Cisco’s Edison Peres, senior vice president of worldwide channels

To tackle the multi-billion dollar cloud market, Cisco will create new channel initiatives to help their partners sell the cloud jointly to customers.

At the Cisco Partners 2011 Summit in New Orleans this week, Cisco unveiled their upcoming cloud partner program, which will help partners decide what role they want to play and what business models to adopt in the Cisco cloud ecosystem.

Cisco’s Edison Peres, senior vice president of worldwide channels, said: “Cisco doesn’t want to be a cloud services provider. We want to enable our partners to become the [cloud services] providers.”

The Cisco cloud partner programme will create three tracks that their partners can go with: cloud builder, cloud provider or cloud services reseller.

The cloud builder track is for partners who design and implement cloud infrastructures, whether they be public or private clouds. Partners need to be certified competent in three aspects: infrastructure, management and professional services, all which require validation criteria from Cisco or other technology vendors in the ecosystem.

For example, under infrastructure there is a storage competency that requires the partner to have EMC, NetApp or Hitachi certification.

The cloud provider track is for partners who want to offer cloud services directly to the market and the cloud services reseller track is for those wanting to white-label the services of these cloud providers.

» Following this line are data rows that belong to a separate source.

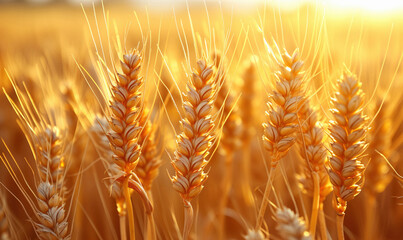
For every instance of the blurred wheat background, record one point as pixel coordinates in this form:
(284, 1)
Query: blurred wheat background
(201, 119)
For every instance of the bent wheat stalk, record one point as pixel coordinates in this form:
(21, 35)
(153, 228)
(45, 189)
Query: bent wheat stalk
(4, 228)
(347, 132)
(125, 106)
(282, 120)
(196, 139)
(314, 180)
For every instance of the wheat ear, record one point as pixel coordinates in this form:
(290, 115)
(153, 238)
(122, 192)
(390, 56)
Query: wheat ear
(125, 106)
(196, 138)
(247, 107)
(290, 226)
(282, 120)
(314, 180)
(377, 173)
(347, 132)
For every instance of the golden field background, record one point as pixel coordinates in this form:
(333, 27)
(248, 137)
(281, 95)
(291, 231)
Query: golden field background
(47, 48)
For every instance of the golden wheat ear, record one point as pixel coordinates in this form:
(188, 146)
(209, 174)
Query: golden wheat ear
(126, 105)
(348, 131)
(148, 166)
(314, 180)
(4, 223)
(196, 138)
(282, 119)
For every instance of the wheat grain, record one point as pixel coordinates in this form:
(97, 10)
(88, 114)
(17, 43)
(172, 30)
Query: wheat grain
(282, 124)
(290, 226)
(125, 111)
(196, 139)
(312, 149)
(377, 172)
(314, 180)
(254, 235)
(148, 166)
(285, 101)
(348, 132)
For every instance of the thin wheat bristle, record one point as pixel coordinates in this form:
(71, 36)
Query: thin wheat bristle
(148, 166)
(313, 151)
(4, 226)
(290, 226)
(377, 172)
(348, 132)
(196, 139)
(282, 123)
(50, 194)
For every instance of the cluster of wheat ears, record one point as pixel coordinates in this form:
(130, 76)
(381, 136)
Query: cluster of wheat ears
(99, 142)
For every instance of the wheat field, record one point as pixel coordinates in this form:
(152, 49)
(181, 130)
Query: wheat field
(200, 120)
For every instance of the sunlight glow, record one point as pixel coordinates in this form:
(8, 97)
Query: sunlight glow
(367, 5)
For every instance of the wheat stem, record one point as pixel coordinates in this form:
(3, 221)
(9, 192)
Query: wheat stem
(122, 227)
(340, 227)
(265, 200)
(126, 192)
(370, 220)
(188, 220)
(315, 204)
(226, 189)
(322, 223)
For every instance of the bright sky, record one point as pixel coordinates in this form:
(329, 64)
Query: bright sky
(372, 6)
(366, 5)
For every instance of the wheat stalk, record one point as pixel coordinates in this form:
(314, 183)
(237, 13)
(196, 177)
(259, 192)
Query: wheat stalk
(4, 226)
(377, 173)
(282, 120)
(196, 139)
(247, 111)
(126, 107)
(50, 193)
(290, 226)
(148, 166)
(314, 180)
(348, 133)
(231, 135)
(254, 235)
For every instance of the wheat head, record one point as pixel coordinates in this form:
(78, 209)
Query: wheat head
(148, 166)
(50, 193)
(196, 139)
(347, 132)
(290, 226)
(313, 150)
(281, 125)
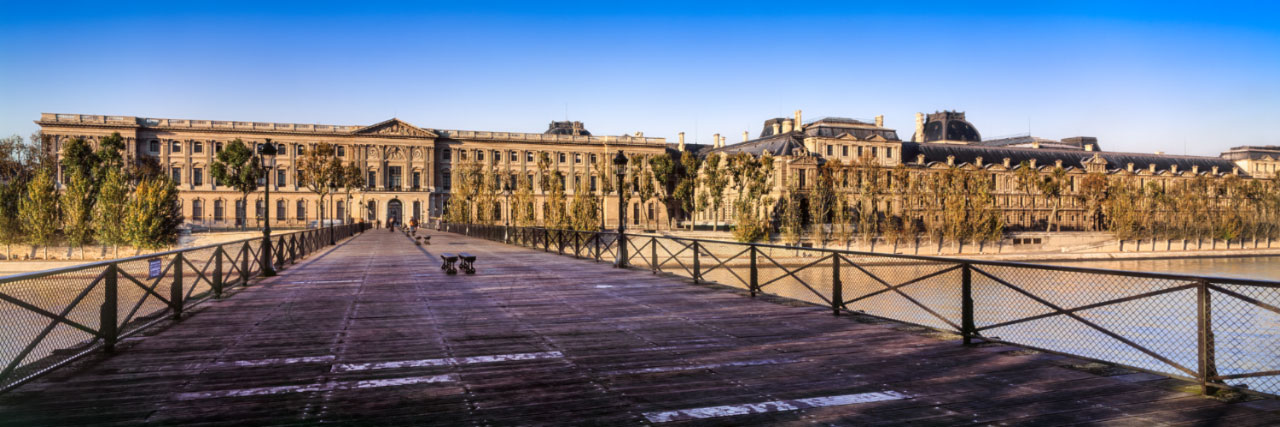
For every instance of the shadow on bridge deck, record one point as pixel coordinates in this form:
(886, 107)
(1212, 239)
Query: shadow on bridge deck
(375, 333)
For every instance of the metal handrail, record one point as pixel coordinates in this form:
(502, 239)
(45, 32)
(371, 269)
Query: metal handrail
(1217, 299)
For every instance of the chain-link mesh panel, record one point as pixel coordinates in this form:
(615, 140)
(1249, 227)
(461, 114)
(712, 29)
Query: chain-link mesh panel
(1156, 326)
(137, 306)
(30, 341)
(796, 274)
(725, 263)
(909, 290)
(676, 257)
(1247, 335)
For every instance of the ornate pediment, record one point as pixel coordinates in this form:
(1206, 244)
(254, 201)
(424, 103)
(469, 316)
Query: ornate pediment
(394, 128)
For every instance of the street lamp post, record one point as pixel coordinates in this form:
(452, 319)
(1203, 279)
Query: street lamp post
(266, 157)
(333, 187)
(620, 169)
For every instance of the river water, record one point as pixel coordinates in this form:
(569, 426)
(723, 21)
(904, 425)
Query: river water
(1240, 267)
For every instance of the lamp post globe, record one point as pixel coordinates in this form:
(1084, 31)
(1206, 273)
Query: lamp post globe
(620, 169)
(266, 159)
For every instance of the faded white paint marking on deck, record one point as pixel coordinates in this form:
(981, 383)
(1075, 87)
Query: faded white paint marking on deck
(277, 361)
(327, 386)
(705, 366)
(775, 405)
(396, 364)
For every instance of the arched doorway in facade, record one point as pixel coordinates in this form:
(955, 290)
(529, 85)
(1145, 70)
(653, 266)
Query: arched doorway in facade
(394, 211)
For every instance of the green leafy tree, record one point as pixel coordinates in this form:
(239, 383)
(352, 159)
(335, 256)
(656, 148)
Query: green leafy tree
(321, 171)
(792, 215)
(113, 198)
(686, 189)
(12, 192)
(554, 216)
(77, 202)
(714, 180)
(39, 211)
(152, 215)
(238, 168)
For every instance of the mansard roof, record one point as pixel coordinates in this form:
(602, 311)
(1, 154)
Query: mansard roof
(1048, 156)
(397, 128)
(790, 143)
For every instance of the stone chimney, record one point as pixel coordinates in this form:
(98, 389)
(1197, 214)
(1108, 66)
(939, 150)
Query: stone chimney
(919, 127)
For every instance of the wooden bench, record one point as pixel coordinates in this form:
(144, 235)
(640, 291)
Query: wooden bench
(449, 260)
(469, 262)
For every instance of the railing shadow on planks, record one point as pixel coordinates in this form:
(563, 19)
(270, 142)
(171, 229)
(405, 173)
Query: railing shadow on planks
(54, 317)
(1221, 333)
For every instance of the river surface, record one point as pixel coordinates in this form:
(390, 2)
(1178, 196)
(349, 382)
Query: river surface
(1242, 267)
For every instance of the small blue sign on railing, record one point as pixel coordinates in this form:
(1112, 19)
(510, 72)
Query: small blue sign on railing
(152, 267)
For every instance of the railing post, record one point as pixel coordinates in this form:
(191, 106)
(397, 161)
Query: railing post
(106, 312)
(967, 327)
(176, 289)
(1205, 339)
(653, 253)
(698, 267)
(245, 263)
(837, 289)
(216, 284)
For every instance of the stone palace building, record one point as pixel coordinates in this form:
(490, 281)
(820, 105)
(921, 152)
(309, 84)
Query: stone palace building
(408, 168)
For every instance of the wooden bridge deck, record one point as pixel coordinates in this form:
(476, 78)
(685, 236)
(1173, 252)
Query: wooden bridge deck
(373, 331)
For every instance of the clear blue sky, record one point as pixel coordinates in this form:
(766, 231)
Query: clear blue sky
(1141, 77)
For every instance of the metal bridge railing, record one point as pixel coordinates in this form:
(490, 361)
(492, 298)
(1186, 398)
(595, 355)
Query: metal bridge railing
(1221, 333)
(50, 318)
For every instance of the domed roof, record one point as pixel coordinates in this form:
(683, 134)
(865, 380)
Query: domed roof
(950, 125)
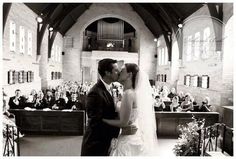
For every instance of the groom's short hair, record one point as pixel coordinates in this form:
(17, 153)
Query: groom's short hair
(105, 65)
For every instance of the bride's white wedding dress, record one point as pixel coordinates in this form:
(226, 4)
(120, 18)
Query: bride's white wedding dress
(128, 145)
(142, 115)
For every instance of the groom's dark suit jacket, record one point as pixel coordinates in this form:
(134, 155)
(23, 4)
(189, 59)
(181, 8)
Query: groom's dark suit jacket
(98, 135)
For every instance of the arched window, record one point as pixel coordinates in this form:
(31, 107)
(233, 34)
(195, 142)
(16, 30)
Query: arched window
(206, 43)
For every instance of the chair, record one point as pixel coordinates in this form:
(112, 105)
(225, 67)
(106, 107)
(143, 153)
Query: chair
(11, 141)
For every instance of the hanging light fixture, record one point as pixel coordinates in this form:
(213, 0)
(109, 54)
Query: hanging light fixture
(50, 28)
(180, 25)
(39, 19)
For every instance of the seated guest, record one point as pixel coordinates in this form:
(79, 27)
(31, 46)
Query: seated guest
(159, 104)
(175, 103)
(164, 96)
(60, 102)
(187, 104)
(40, 102)
(205, 107)
(17, 101)
(63, 95)
(49, 100)
(181, 96)
(31, 98)
(74, 103)
(172, 93)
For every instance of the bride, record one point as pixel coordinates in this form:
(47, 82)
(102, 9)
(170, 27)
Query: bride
(137, 117)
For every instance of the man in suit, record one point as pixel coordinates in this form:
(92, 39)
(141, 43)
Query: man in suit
(99, 105)
(17, 101)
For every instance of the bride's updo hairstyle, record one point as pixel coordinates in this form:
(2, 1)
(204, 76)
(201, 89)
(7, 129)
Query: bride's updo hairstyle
(133, 68)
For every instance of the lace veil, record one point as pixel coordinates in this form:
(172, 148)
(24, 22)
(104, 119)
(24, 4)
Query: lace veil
(146, 113)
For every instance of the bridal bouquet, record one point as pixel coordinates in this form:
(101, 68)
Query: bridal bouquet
(187, 144)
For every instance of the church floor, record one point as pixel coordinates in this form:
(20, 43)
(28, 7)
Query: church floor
(71, 146)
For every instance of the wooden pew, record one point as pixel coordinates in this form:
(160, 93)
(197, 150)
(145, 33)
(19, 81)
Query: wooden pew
(55, 122)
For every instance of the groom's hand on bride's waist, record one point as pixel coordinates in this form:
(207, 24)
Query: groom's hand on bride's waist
(129, 130)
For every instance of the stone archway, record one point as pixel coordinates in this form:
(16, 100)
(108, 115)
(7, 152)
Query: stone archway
(144, 38)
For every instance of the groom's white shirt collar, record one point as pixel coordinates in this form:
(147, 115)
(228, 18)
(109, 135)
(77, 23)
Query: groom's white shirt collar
(108, 87)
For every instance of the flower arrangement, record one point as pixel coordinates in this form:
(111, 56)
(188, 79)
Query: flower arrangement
(188, 140)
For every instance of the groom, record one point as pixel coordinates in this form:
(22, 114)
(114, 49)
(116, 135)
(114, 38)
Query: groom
(99, 105)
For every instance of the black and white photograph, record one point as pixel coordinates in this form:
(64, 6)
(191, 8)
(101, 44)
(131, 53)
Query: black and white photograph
(117, 78)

The advantage for partners to go through this certification process is that they get branding, reference architecture support, financing help, and market development funding.

Said Harry Zarek, President and CEO of Compugen, a Canadian IT services company, who was at the event as a reference partner during the press conference: “The cloud partner program is an opportunity to have a safe playground to build out services.”

Tech analyst Venu Reddy, who is vice president of SMB-focused research firm AMI, was less bullish: “Of course it is a smart move by Cisco. Cloud is something they have to do, and it helps them segment the ecosystem and sell cloud.”

He added: “But are they building anything new or moving ahead in the game? Not necessarily.”

The Cisco cloud partner program is slated to be launched globally in Q4 2011. Research firm IDC estimates the cloud computing market is currently US$1.6 billion, but this will swiftly grow in the years ahead.

Improving partners’ ability to sell

In addition to the unveiling of the cloud partner program at the event, Cisco is also launching a new consulting service targeted at partners: Cisco’s collaborative professional service. This consulting service aims to help partners improve their professional services capabilities to sell IT architectures.

A library of mainly pre-sales services, the collaborative professional service currently contains 30 business services in its portfolio.

These 30 business services span all major Cisco technologies like collaboration and data centre virtualization, and include services like assessment, guidance and development, and providing best practices. Prices range from as low as US$2000 to US$8000 for a one-off assessment, to as high as US$35,000 for a customized development specification.

“We definitely are not engaging in consulting with customers here,” said Cisco’s Karl Meulema, senior vice president for Cisco services, soothing fears that Cisco would cannibalize their partners’ competencies. “We just want to drive our partners through the [pre-sales] cycle faster.”

Cisco estimates that the total addressable services opportunity created by Cisco technologies is expected to be US$41 billion in 2011. As Cisco only addresses less than 20 per cent of this space, there are ample opportunities for partners to take up the slack.

According to Cisco, who ran a 40 pilot trial with several partners for this new service, they estimate that the time taken by partners to setup a practice was reduced by 30 to 40 percent when taught best practices. A 20 to 25 percent efficiency improvement was noted when partners asked for guidance or design help.

Said Compugen’s CEO Harry, who was one of these pilots, on why he thought the service made sense: “The reality of building your own intellectual property is that it takes a long time. Besides, the fees that Cisco charges are low enough or at market rate. It allows us to get to the market quickly, which is important.”

Cisco’s collaborative professional services will be available globally in Q3 2011, and will eventually expand to include cloud builder services (from the cloud partner program) later that year.